5 Things You Need to Know About Katie Luther
They say behind every great man is a great woman.
The same holds true for Martin Luther. And Ruth Tucker wants to introduce her to you in her new book, Katie Luther, First Lady of the Reformation. In it, she shows how, save for Martin Luther himself, Katharina von Bora was one of the most indispensable figures of the German Reformation:
Take her and their twenty-year marriage out of the picture, and his leadership would have suffered severely. Had it not been for the stability she brought to his life, [Martin] may have gone off the rails emotionally and mentally by the mid-1520s…Only Katharina von Bora—no other woman—could have accomplished what she did with this most unstable man. (11–12)
So who was this great woman behind the great Martin Luther? Here are five things you need to know about this First Lady of the Reformation.
Katharina Was a Nun
One year before Martin Luther himself entered the monastic life, “five-year-old Katie—with no friends, no farewell dinner—had also entered a cloister…Like many other young daughters of lesser nobility in this era, Katharina was carted off to a convent” (33, 16). Later, when Katie turned ten, she would be relocated to a Cistercian cloister and “take the veil” in marriage to Christ.

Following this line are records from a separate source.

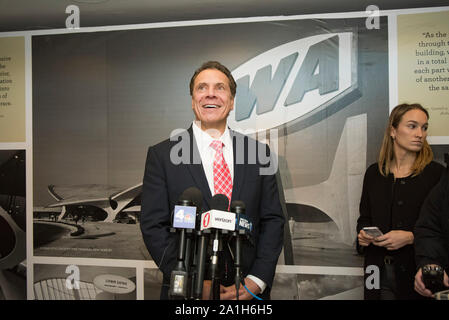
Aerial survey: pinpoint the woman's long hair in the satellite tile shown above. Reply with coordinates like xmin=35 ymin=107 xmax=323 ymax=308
xmin=378 ymin=103 xmax=433 ymax=177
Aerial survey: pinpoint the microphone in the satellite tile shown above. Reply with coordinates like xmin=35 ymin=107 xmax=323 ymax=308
xmin=206 ymin=194 xmax=229 ymax=300
xmin=169 ymin=187 xmax=202 ymax=299
xmin=231 ymin=200 xmax=253 ymax=300
xmin=195 ymin=194 xmax=229 ymax=299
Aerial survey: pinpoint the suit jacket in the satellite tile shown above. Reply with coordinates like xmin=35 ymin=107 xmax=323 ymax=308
xmin=415 ymin=168 xmax=449 ymax=274
xmin=140 ymin=127 xmax=284 ymax=294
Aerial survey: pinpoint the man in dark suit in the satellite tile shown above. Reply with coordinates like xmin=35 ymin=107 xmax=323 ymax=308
xmin=141 ymin=61 xmax=284 ymax=300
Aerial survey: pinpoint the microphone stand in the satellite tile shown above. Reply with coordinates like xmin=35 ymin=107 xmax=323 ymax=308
xmin=234 ymin=230 xmax=241 ymax=300
xmin=194 ymin=230 xmax=210 ymax=300
xmin=210 ymin=229 xmax=221 ymax=300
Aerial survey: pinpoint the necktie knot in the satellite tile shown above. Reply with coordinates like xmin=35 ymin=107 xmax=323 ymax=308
xmin=210 ymin=140 xmax=223 ymax=151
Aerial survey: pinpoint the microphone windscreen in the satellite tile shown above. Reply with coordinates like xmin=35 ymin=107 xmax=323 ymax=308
xmin=210 ymin=193 xmax=229 ymax=211
xmin=179 ymin=187 xmax=203 ymax=209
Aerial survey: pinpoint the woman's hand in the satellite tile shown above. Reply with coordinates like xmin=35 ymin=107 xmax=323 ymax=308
xmin=373 ymin=230 xmax=415 ymax=250
xmin=357 ymin=229 xmax=374 ymax=247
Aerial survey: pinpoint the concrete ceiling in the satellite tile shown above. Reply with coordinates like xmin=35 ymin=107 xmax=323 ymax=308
xmin=0 ymin=0 xmax=449 ymax=32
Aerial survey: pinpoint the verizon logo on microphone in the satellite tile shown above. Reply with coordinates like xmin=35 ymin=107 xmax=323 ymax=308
xmin=173 ymin=206 xmax=196 ymax=229
xmin=201 ymin=210 xmax=235 ymax=231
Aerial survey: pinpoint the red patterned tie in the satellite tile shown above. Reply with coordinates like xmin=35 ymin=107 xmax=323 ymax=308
xmin=210 ymin=140 xmax=232 ymax=203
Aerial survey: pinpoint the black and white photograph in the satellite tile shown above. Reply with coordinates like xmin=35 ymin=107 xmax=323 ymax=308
xmin=33 ymin=264 xmax=136 ymax=300
xmin=0 ymin=150 xmax=27 ymax=300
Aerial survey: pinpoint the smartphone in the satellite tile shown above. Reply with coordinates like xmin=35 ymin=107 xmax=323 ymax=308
xmin=363 ymin=227 xmax=383 ymax=238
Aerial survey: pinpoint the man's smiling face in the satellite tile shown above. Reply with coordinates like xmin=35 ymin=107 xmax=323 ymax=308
xmin=192 ymin=69 xmax=234 ymax=132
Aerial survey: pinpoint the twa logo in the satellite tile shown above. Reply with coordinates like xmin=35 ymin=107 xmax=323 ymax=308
xmin=228 ymin=32 xmax=357 ymax=134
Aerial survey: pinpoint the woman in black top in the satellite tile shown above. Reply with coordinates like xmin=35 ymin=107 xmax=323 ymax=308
xmin=357 ymin=104 xmax=444 ymax=300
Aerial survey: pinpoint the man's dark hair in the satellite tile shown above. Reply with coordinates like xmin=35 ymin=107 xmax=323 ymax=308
xmin=190 ymin=61 xmax=237 ymax=97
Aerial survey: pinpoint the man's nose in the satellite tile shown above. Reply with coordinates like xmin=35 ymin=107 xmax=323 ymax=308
xmin=207 ymin=87 xmax=215 ymax=97
xmin=416 ymin=127 xmax=424 ymax=138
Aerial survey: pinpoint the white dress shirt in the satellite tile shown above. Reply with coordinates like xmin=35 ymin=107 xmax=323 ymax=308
xmin=192 ymin=121 xmax=267 ymax=293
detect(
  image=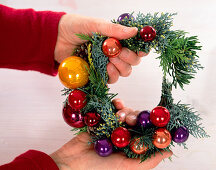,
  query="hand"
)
[55,14,147,83]
[50,99,172,170]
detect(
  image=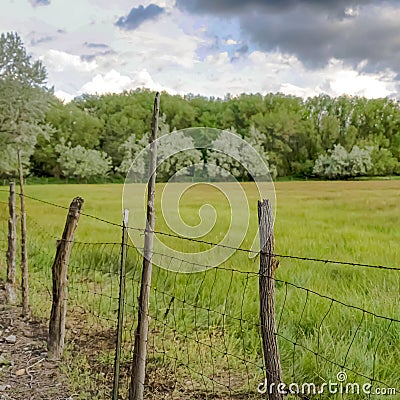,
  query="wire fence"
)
[0,191,400,400]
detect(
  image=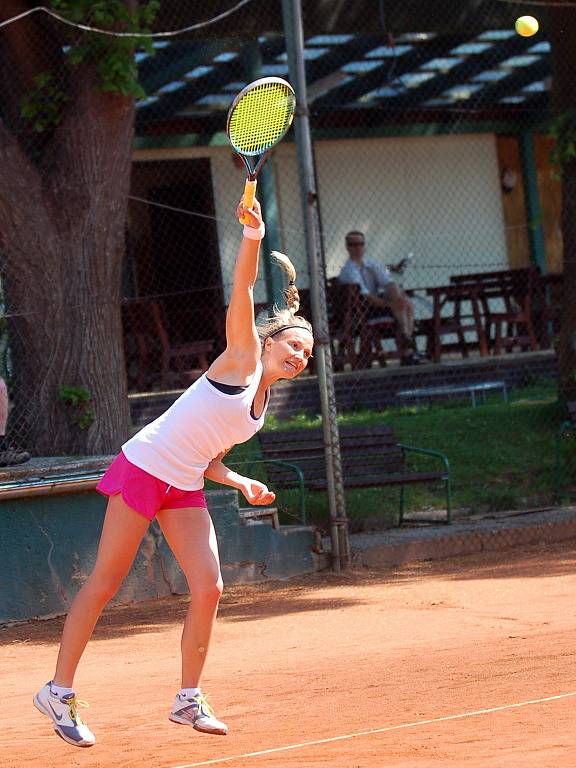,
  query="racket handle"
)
[240,179,256,224]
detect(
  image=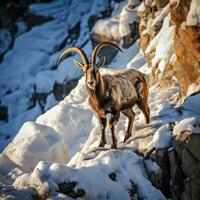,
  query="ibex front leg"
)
[122,108,135,142]
[98,116,106,147]
[109,113,120,149]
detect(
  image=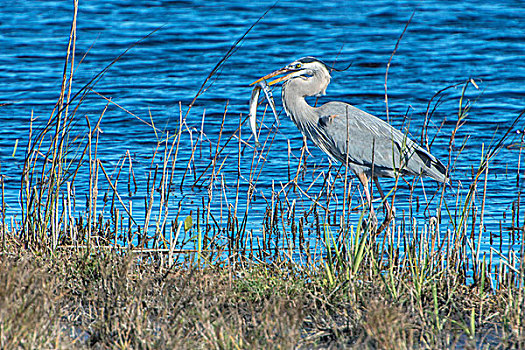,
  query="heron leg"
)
[357,173,377,226]
[374,176,392,234]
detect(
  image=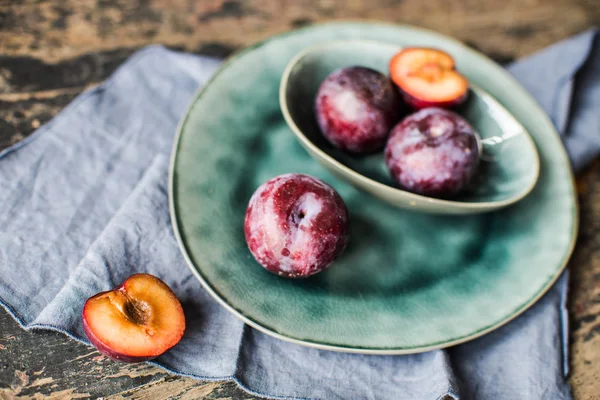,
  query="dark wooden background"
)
[0,0,600,399]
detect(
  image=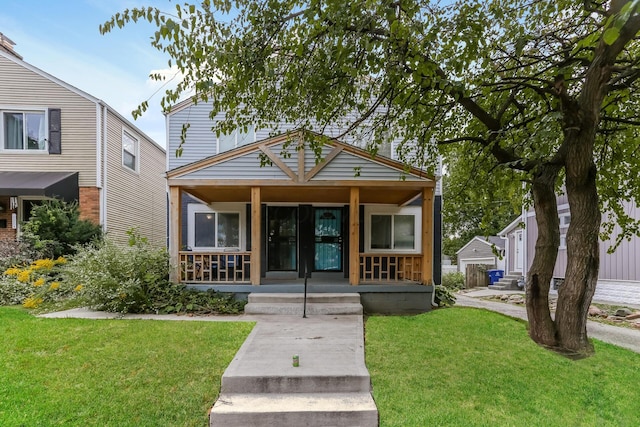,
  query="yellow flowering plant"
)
[0,257,74,309]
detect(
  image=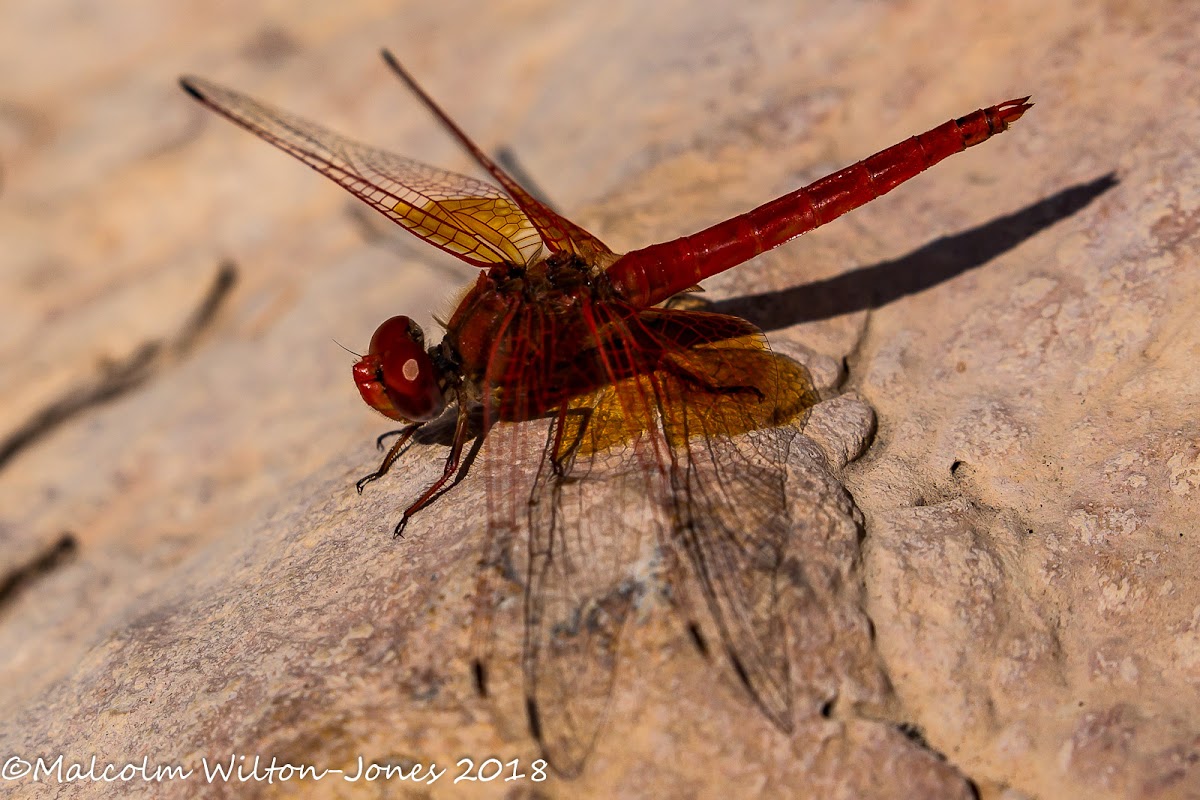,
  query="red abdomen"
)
[606,97,1031,307]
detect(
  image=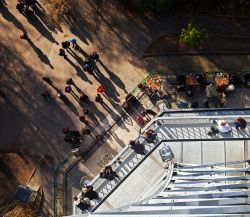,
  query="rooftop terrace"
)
[69,109,250,214]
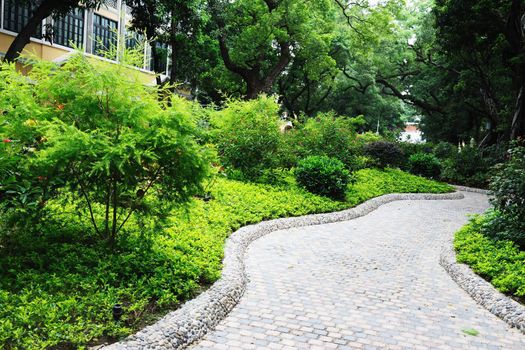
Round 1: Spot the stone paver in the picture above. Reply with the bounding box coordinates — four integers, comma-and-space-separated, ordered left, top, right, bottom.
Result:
191, 193, 525, 350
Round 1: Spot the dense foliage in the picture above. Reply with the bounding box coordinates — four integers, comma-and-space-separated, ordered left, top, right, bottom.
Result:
454, 217, 525, 301
0, 54, 208, 240
295, 156, 351, 199
281, 113, 364, 170
483, 145, 525, 250
408, 153, 441, 179
364, 141, 404, 169
211, 96, 280, 179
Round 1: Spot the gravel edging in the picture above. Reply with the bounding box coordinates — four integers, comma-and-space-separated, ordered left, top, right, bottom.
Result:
104, 192, 464, 350
439, 186, 525, 334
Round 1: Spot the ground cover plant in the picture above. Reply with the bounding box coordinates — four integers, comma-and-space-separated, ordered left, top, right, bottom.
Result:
454, 215, 525, 303
0, 169, 452, 348
454, 141, 525, 302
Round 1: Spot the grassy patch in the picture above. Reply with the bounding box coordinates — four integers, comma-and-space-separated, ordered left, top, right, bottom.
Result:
454, 216, 525, 302
0, 169, 451, 349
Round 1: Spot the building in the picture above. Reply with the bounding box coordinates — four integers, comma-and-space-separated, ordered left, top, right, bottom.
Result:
399, 122, 424, 143
0, 0, 168, 83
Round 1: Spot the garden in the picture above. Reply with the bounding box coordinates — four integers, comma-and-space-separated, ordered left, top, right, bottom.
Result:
0, 0, 525, 349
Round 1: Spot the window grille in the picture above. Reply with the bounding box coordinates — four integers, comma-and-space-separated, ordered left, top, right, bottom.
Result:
3, 0, 42, 39
126, 30, 144, 49
93, 13, 117, 56
53, 9, 84, 47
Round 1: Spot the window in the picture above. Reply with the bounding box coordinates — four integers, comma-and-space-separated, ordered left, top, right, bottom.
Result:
93, 13, 117, 56
149, 42, 168, 73
53, 9, 84, 47
126, 30, 144, 49
3, 0, 42, 38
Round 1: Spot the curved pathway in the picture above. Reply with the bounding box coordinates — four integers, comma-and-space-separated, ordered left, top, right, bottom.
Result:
191, 193, 525, 350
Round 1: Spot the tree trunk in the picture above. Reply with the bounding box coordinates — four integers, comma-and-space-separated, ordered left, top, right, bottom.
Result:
150, 41, 162, 85
505, 0, 525, 140
510, 82, 525, 140
244, 75, 268, 100
4, 0, 60, 62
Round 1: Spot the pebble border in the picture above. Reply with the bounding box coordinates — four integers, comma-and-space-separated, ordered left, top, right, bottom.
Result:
439, 186, 525, 334
104, 192, 464, 350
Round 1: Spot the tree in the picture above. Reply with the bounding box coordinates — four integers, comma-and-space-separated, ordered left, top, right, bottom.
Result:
0, 54, 209, 242
4, 0, 105, 62
209, 0, 334, 99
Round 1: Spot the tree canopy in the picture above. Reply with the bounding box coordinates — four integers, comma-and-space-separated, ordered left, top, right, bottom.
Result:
6, 0, 525, 142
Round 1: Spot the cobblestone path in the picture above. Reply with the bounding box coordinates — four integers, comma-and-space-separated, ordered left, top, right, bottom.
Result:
192, 193, 525, 350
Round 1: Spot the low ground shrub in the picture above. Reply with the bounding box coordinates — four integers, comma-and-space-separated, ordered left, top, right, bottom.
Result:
454, 217, 525, 302
346, 169, 454, 205
408, 153, 441, 179
442, 145, 490, 188
432, 141, 458, 160
295, 156, 351, 199
364, 141, 404, 169
484, 145, 525, 249
0, 169, 451, 349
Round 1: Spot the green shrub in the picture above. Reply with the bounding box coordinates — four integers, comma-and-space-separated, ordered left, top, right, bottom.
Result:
398, 142, 433, 160
0, 53, 209, 241
432, 141, 458, 160
282, 113, 363, 171
442, 145, 490, 188
364, 141, 404, 169
295, 156, 351, 199
0, 169, 452, 349
408, 153, 441, 179
211, 96, 281, 179
346, 169, 454, 205
483, 145, 525, 249
454, 217, 525, 301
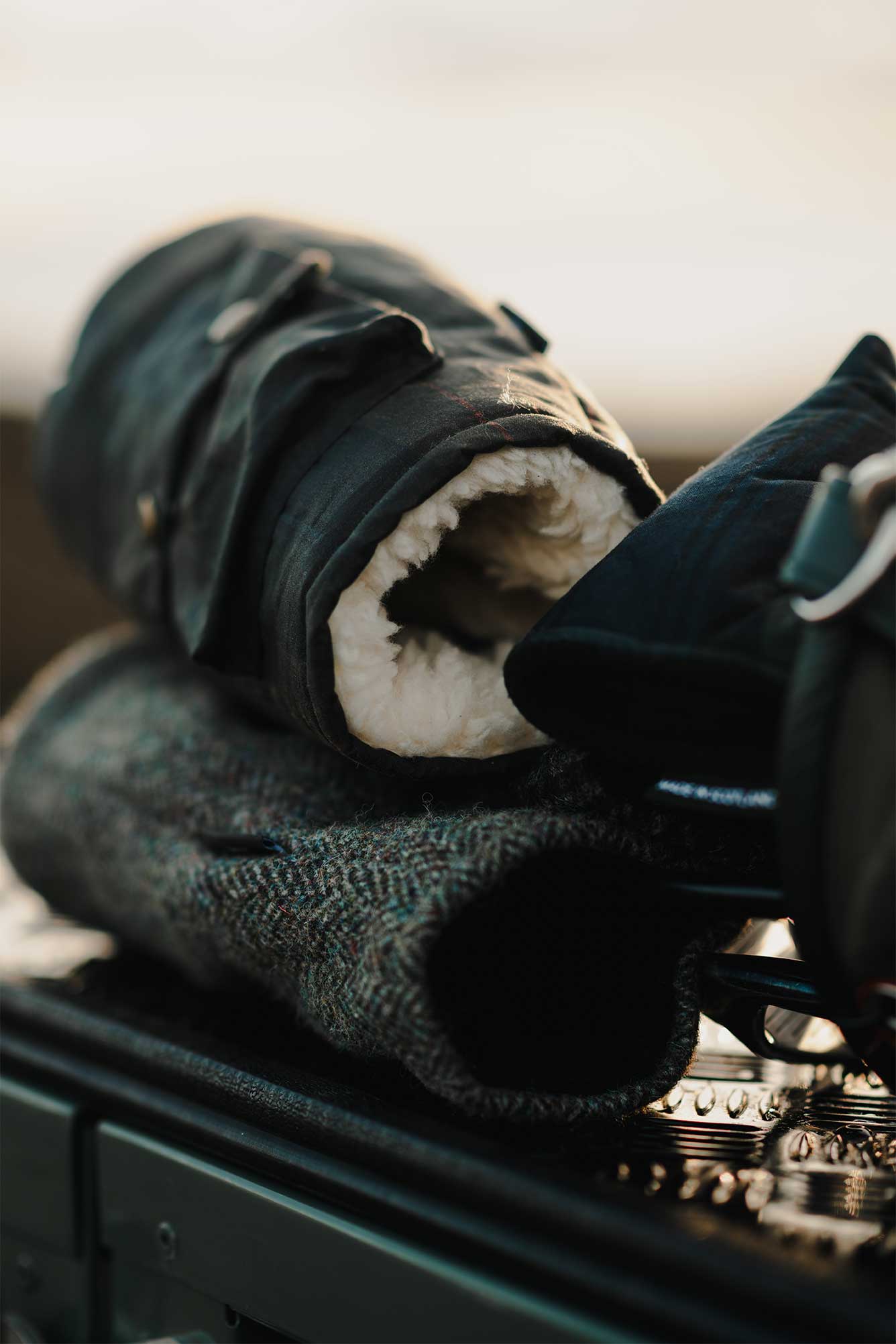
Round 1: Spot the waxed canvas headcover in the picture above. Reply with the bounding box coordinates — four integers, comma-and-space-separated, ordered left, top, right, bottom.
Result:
505, 329, 896, 783
38, 218, 658, 770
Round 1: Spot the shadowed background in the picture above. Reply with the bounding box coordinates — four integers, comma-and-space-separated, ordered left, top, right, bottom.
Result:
0, 0, 896, 703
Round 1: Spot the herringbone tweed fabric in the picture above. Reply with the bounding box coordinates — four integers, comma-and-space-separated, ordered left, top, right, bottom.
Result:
3, 636, 747, 1121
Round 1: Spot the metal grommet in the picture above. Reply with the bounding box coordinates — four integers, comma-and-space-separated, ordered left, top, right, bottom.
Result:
205, 298, 258, 345
298, 247, 333, 280
137, 493, 158, 538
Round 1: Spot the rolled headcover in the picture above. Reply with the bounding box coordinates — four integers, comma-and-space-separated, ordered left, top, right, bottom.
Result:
38, 218, 658, 771
505, 336, 896, 785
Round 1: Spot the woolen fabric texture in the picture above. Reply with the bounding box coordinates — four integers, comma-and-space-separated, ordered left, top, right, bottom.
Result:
505, 329, 896, 783
36, 218, 659, 774
3, 637, 755, 1121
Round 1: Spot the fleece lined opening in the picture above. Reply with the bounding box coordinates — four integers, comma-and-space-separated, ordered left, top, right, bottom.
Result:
329, 447, 636, 758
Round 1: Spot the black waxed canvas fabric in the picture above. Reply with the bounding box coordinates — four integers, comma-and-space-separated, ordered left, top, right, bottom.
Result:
3, 637, 763, 1121
505, 329, 896, 783
36, 218, 659, 774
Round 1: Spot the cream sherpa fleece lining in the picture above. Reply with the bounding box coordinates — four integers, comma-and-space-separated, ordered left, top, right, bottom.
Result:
329, 447, 638, 758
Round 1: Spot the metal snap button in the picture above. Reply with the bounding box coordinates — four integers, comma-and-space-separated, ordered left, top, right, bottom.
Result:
298, 247, 333, 280
137, 494, 158, 538
205, 298, 258, 345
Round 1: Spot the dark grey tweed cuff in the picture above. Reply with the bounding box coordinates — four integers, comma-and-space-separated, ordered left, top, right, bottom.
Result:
3, 637, 728, 1119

Tucker imagines Luther’s revolution related to clerical celibacy and marriage would have piqued Katie’s interest. “Would Katie stand her ground and resist any attempt to shut down the only way of life she had ever known? Or would she, like other anonymous German nuns, cut all ties to convent life?” (43).
As Tucker reveals in Katie Luther, she chose the later.
Katharina Fled Her Convent
“No modern nun would be caught dead fleeing a convent in the middle of the night, hidden among herring barrels and transported in a wagon pulled by a team of horses over a bumpy dirt road” (46). And yet Katharina and eleven of her fellow nuns who had pledged themselves as virgins, and Jesus their spouse, escaped the Marienthron convent in 1523. The culture shock would have been great.
Katharina Was a Lean-In Woman
Like most modern women, and unlike many Reformation ones, Katharina’s main vocation wasn’t ministry related.
“She was a farmer and a brewer with a boarding house the size of Holiday Inn. All that with a large family and nursing responsibilities” (10). She was far more than a simple housewife. In reality, “she was what we would consider today a ‘manager of a mid-size business with low intensity production’” (121).
It’s not surprising, then, that Tucker suggests she could fit right into the twenty-first century and claim Lean In as her own motto.
Katharina’s Marriage to Martin Was Equal
Tucker wonders what it would have been like for Katharina had Martin put his doctrine of male headship into practice. The reality of their marriage was quite different:
In actual practice, Luther’s view of marriage was one of mutuality. He never appears to have even attempted to tame his wife, though he certainly recognized personality and psychological differences…A typical sixteenth-century married couple? Hardly. (87, 89)
“Truly theirs is the premier marriage of the Reformation” (88–89). She suggests “Martin can be viewed as a model husband to Katie” because “he served Katie,” often “bowing to her desires” (93).
Katharina Was a Worrywart
“Katie worried about money and crops and weather and plagues and house renovations and children. But more than anything else, she worried about Martin” (146). Her worries were not frivolous, and were an ever-present shadow:
She worried about making ends meet, considering her husband’s less-than-stable income and his fiscal carelessness. She worried about his safety; he was a marked man before she married him. She worried about his health…She must have worried about her own health, considering her near-death experience at the time of her last pregnancy and miscarriage. She worried about children, and with good reason, ever mindful of the terrible loss of her two daughters, baby Elizabeth and teenager Magdalena. And she worried about the kids’ lifestyles and habits. And after her husband’s death, her worries multiplied. (148)
Tucker is careful to neither dismiss Katie’s worries nor write them off as sin; Katie was often worried for good reasons.
“Along with her husband, Katharina von Bora was satirized, vilified, idolized, revised, and fictionalized by contemporaries and later commentators. In all portrayals, her unique, strong personality, like Luther’s shines through” (13).